As the son of two actors, Michael Douglas was always destined to follow in their footsteps. He also happened to bear a striking resemblance to his father, which he didn’t always see as a good thing.
The typical trajectory towards stardom is for a performer to work their way up the ladder gradually, and if they’re good enough, they’ll reach the absolute pinnacle of the industry by claiming an Academy Award. However, Douglas went about it the opposite way.
He claimed his first Oscar for producing One Flew Over the Cuckoo’s Nest, which drove a wedge between the two generations of the Douglas clan after Kirk had originated the role of Randall P McMurphy on Broadway, purchased the rights to the novel, and spent years trying to make the movie with himself in the role that landed Jack Nicholson his first ‘Best Actor’ prize.
Douglas had only played five credited roles in feature films, but he was already an Oscar winner, which created immense pressure. Not only did he have one of the industry’s most prestigious trophies in his back pocket in his early 30s, but he also faced the equally difficult challenge of stepping out of his father’s shadow and becoming his own man.
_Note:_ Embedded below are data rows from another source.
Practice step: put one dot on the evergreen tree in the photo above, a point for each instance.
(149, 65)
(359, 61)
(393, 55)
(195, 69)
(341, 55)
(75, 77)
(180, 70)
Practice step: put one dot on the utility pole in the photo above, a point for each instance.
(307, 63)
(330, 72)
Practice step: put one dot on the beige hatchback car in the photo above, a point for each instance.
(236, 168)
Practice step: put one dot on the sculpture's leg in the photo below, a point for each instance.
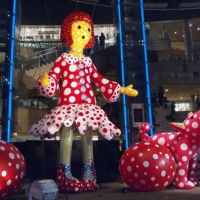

Of course, he managed it comfortably, but it took a while. It wasn’t until Robert Zemeckis’ 1984 adventure Romancing the Stone that Douglas became a movie star, and three years after that, Oliver Stone’s Wall Street won him a second Oscar, this time for his efforts in front of the camera.
He’s been a fixture of film and television for half a century, and part of that longevity is down to his status as a savvy operator. Douglas knows how to navigate a tricky place like Hollywood, and he realised that after a couple of back-to-back bombs, it was better if audiences didn’t see him for a while.
2003’s It Runs in the Family existed somewhere between stunt casting and blatant nepotism, with Douglas producing a picture in which his real-life parents and son starred as his character’s fictional counterparts. The very next month, the turgid action comedy The In-Laws was released, and it was savaged by critics and bombed at the box office.
“After It Runs in the Family and The In-Laws, which I thought was a funny picture but was a disaster because it was released badly,” he told Eye for Film. “People thought it seemed like a good time to go away and hide.” That’s exactly what he did, with the actor taking his longest-ever onscreen sabbatical.
Ironically, he won a Golden Globe for his performance as Liberace in Steven Soderbergh’s Behind the Candelabra, which premiered on HBO three days after The In-Laws arrived in theatres. However, in terms of cinema, making two panned movies back to back sent Douglas into exile until he returned 35 months later with the political action thriller The Sentinel.